“When it comes time to die, be not like those whose hearts are filled with the fear of death. Sing your death song, and die like a hero going home.” – Chief Aupumut (1725), Mohican.
My dear husband has worked it out, that is, why I occasionally re-blog or add interesting articles found on the internet, and then use them on my blog. I always state up front to you the reader to the original author if it is someone else. It is usually something I do (I say) when my brain won’t get off its butt and allow me to focus on my own blog, but I guess he was right when he said, it is probably because I am facing changes in my own world of dementia, or am wanting to crawl into the ‘oh so wonderful and oh so hard to crawl out of’ hole of denial. There are days when it is very challenging facing up to the changes of dementia, and the disabilities it ensures we have to manage. There is no reprieve from these changes, no balance; almost never any respite as there remains a grey cloud behind every denial bubble of what is ahead.
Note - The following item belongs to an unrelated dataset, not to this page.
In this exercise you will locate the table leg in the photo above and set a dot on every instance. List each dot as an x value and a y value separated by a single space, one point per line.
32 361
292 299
My husband went home to be with his father as he died. He is peaceful now, and will not have to face up to his failing body any longer. It is a Blessing for him, and although we will miss him, we have felt for some time it was a cruel life for him, lacking in dignity and the will to live. Dying is what is ahead of all of us, whether it is from dementia, cancer, another disease, or just an aging and failing body. Being born is a death sentence. Living well is optional though, and I believe we need to make a choice eventually to have a good time while we are alive, or we are dead anyway. A wonderful speaker in Wellington Dr David Spektor, a Clinical Psychologist in Australia gave a presentation called ‘Death anxiety and the alzheimerisation of aging’, which among other things, discussed the value (or not) of being diagnosed with dementia after the age of 85. He proposed at that age, where statistically 46% of people have Alzheimer’s disease or another dementia anyway, what is the point of diagnosing someone with dementia. At the age of 85 and beyond (and younger in my opinion), we are failing in all areas of our bodies; our eyesight, hearing, joints, skin organs, systems and virtually everything in our body is degenerating due to age and/or illness, so why wouldn’t it be ‘normal’ for our brain to be deteriorating. If I put my glasses on near a mirror, I can see it is happening already!! Maybe at the later stages of our lives we don’t need a diagnosis or label of disease at all, but to find ways to accommodate the changes instead.
In the hearts of those who loved him, Dad (my father in law), died a hero.